More pit bulls in no-kill shelters
About two-thirds of the dogs in U.S. shelters as of June 2014 were housed by tax-funded animal care and control facilities, 22% were housed by open-admission humane societies, and 12% were housed by selective admission no-kill shelters and rescues, according to the annual ANIMALS 24-7 summer survey of shelter dog inventory.
Of the dogs housed in animal care and control facilities, 34% were pit bulls, down from 38% in June 2013. Pit bulls and their recognizable mixes together are about 6% of the U.S. dog population.
Of the dogs housed in open admission humane society shelters, 29% were pit bulls, down from 37% in June 2013. But of the dogs housed in selective admission no-kill shelters, 26% were pit bulls, more than six times as many as in June 2013, when the percentage of pit bulls at no-kill shelters was consistent with the trend over the past several decades. Much of the increase appears to reflect significant expansion of the no-kill shelter sector: more no-kills are housing more dogs, including more pit bulls who previously would have been killed at animal care and control and open admission shelters.
Pit bull intake up but killing down
Overall, 32% of the U.S. shelter dog inventory as of June 2014 were pit bulls, consistent with findings in every year since 2003. The rapid rise in numbers of pit bulls transferred from animal care and control and open admission shelters to no-kills hints that the volume of pit bulls killed in shelters in 2013-2014 has decreased, but whether this actually occurred will only be known with certainty when an ongoing ANIMALS 24-7 shelter intake and killing survey is completed.
The Chihuahua population boom seen in the 2012 and 2013 ANIMALS 24-7 shelter dog inventory surveys appears to be receding––slowly. Chihuahuas peaked at 18% of the shelter dog inventory in 2012, after 20 years of steadily increasing intakes, most markedly in California, with several other hotspots in other parts of the country. Chihuahuas were 14% of the shelter dog inventory in 2013, and declined to 12% in 2014. Animal care and control units reported that 11% of their dog inventory were Chihuahuas; Chihuahuas were 14% of the inventory at open admission humane societies; and Chihuahuas were 9% of the inventory at no-kill and selective admission shelters.
Initiated in 1993, the ANIMALS 24-7 annual shelter dog inventory surveys provide data used in combination with several separate surveys to assemble a comprehensive portrait of progress in dog population control.
The ANIMALS 24-7 surveys of shelter intakes and killing and of dogs offered for sale or adoption via classified ads, also initiated in 1993, are still underway, due to be completed soon.

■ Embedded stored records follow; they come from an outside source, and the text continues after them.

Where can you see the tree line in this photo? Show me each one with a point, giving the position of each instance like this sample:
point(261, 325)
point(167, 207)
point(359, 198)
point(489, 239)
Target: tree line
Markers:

The June 2014 ANIMALS 24-7 dog inventory survey brought responses from a geographically and institutionally representative sampling of 57 sheltering organizations, operating 70 shelters, housing 8,492 dogs––about 3.5% of the total estimated U.S. shelter dog population at any given time.
Branwyn Finch says
I think, whatever number you come up with, the ACTUAL number of pit bulls entering US shelters is higher. Several no kill shelters near me deliberately mislabel pit bulls, most commonly as “lab mixes”, to increase adoptability. If those shelters reported intakes based on breed, there would be a lot of “Lab mixes” and “hound mixes”, that are actually pit bulls.
What’s amazing to me is that our own open admission shelters are flooded with pit bulls that no one wants, yet no kill rescues are shipping them up from the south. I see no logic in that. We can’t solve pit bull overpopulation here up north, why bring more in to compound the problem?